In a word, “No.” Children learn self-control by practicing martial arts; and the code of conduct that is enforced, within the studio, is carried outside into every day life. The average martial arts school works with parents, and academic teachers, toward the goal of optimum student success.

When you see a Karate demonstration team perform, that is not an indicator of the life skills taught within the Karate class. It is the “flashiest” component of Karate training, presented to capture the public attention. Ten minutes of kids using ancient weapons, breaking, and working in synchronized choreography, is more interesting to the public, than a lecture, by me, about dealing with bullies without violence.

However, let’s take a closer look at the ten minutes of flash. The next time you see a martial arts demonstration team, remember those children have to practice those techniques over and over again. This requires self-discipline, goal setting, perseverance, and each child being a team player.

There is no room for a “one way” personality on any martial arts demonstration team. Such a personality would work against a good public performance. In a typical Karate class, all of the above-mentioned life skills are learned and much more.

Children learn much more about violence on the television, playing with video games, and dealing with daily life, than they will ever learn in a karate class.
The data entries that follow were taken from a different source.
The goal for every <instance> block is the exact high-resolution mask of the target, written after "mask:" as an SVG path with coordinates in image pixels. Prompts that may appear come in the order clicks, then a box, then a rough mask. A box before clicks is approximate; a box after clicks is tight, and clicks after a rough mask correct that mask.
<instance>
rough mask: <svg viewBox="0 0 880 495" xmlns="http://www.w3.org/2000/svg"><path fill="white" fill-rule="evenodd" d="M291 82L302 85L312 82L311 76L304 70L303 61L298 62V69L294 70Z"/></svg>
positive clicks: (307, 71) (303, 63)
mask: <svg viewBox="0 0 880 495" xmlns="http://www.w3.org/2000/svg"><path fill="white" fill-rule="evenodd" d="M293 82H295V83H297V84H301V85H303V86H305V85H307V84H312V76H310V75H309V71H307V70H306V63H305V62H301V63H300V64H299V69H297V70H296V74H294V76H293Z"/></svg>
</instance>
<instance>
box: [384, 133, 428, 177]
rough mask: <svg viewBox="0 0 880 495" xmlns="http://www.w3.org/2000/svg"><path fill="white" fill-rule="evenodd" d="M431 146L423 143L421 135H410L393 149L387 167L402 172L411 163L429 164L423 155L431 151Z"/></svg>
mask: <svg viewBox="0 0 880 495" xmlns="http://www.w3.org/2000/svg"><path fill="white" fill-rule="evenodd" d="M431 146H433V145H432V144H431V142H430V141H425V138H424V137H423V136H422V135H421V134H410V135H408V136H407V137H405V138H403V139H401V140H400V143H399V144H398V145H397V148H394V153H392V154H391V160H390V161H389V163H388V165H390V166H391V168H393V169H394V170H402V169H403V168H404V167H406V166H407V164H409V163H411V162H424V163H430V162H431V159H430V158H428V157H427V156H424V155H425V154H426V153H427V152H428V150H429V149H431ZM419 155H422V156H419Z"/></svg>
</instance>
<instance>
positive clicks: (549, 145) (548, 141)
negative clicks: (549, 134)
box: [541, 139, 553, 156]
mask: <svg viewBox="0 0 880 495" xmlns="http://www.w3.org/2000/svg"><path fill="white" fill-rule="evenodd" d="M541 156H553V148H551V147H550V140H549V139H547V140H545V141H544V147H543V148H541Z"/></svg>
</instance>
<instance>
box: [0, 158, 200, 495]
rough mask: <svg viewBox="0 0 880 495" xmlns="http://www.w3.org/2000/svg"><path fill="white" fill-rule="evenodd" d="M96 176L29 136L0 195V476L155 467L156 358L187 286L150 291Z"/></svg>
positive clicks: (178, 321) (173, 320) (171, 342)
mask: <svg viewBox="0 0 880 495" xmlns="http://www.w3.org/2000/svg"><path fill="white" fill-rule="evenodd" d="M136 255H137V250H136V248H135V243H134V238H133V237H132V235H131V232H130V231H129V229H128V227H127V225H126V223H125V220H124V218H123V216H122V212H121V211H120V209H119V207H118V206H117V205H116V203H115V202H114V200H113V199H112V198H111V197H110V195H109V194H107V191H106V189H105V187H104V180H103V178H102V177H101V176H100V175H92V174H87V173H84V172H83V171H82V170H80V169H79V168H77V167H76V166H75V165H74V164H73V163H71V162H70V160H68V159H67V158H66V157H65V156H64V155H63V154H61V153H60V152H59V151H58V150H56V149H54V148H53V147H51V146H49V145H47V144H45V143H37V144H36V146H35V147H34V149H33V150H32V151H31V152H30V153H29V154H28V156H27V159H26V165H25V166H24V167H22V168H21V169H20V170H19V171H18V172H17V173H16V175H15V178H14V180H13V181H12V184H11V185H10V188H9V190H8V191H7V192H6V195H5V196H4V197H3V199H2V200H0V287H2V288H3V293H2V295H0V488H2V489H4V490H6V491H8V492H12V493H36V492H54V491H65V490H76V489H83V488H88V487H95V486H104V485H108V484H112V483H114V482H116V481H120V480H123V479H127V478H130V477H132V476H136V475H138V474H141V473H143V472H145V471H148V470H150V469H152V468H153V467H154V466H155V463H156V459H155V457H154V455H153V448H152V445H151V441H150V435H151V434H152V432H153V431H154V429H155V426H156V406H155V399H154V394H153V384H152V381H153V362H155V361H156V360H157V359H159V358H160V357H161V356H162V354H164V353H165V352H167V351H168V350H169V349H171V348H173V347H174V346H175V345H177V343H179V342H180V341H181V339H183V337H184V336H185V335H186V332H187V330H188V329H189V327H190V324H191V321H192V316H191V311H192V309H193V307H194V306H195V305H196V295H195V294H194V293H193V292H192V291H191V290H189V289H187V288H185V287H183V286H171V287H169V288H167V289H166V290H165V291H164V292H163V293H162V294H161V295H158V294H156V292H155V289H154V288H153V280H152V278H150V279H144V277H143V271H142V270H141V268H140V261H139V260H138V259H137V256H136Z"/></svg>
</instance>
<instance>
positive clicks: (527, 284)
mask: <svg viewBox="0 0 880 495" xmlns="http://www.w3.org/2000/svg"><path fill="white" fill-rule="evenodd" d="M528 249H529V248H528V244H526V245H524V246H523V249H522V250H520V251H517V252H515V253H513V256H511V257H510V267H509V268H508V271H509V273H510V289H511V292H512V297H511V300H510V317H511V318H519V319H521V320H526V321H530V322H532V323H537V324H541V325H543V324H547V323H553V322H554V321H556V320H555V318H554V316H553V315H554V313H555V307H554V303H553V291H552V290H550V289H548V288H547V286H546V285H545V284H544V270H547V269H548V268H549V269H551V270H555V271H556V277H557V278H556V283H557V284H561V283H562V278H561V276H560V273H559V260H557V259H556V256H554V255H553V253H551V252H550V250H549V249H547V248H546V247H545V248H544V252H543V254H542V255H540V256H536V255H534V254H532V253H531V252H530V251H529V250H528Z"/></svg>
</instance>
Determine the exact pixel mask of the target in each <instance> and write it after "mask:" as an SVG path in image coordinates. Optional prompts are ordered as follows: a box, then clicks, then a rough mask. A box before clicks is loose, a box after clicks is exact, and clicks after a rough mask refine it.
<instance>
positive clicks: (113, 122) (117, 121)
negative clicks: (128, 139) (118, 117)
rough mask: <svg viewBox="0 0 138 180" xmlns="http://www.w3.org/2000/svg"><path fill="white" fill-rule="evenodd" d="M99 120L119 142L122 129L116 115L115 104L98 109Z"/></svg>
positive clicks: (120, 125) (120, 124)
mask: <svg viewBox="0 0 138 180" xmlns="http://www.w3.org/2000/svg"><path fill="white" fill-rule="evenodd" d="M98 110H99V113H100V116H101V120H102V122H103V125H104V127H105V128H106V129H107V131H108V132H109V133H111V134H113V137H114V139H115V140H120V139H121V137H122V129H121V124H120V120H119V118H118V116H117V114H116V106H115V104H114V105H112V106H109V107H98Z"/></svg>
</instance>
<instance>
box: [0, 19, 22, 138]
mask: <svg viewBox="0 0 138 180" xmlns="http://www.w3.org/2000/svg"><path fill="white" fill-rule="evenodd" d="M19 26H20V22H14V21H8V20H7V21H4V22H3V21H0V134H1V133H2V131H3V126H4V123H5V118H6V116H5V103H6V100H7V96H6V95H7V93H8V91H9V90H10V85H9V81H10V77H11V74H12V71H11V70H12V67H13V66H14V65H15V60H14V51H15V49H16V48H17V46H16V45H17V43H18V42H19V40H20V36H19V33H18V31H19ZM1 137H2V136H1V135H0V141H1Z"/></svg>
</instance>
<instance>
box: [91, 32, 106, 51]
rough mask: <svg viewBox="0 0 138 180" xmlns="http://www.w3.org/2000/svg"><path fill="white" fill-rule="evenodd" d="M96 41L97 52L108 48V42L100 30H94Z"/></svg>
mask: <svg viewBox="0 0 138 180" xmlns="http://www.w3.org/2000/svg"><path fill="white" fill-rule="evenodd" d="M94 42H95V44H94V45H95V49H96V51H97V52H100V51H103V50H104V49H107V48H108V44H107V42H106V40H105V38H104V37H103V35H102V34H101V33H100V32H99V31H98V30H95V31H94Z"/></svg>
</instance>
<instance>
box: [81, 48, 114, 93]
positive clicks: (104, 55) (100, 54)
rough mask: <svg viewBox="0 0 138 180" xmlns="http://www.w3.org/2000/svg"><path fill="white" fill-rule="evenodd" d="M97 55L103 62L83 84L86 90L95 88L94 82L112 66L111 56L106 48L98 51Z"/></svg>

Even if a Karate teacher was the classic “evil sensei,” that you may have seen in the Karate Kid movie or on Kung Fu Theatre, most children can think of far worse violence.

All you have to do is watch the news, cartoons, listen to the radio, or read a newspaper, to see things worse than unsupervised hand-to-hand combat. So, the self-defense methods taught to children actually pale in comparison to school shootings, bombings, wars, and drive-by shootings.

Karate was created by unarmed civilians on the island of Okinawa and was taught in secret among family members for their personal protection. The philosophy, within a martial arts school, will not always be the same, but the seeds of violence are not sown within a martial arts setting.

All you have to do is look around you to see more, and far worse, violence than learning self-defense – integrated with constructive life skills. The fact is a martial artist is not a “street fighter.” If that were a requirement, we would recruit the toughest kids in North Providence.

As I explain to the children in my Karate and Jujitsu classes, “Never forget the word, “artist,” means to be creative, to be an innovator, and to think for yourself.” Children who learn martial arts are more apt to be well adjusted and defuse a potentially violent situation.

On top of that, most children who study Karate, or any other martial art, will not be “trouble makers.” The children we teach from the Greater Providence, Rhode Island area have learned enough about leadership, in our Karate and Jujitsu classes, to think for themselves.

For parents, the gift of martial arts training to their children has many rewards, right now, and into their future.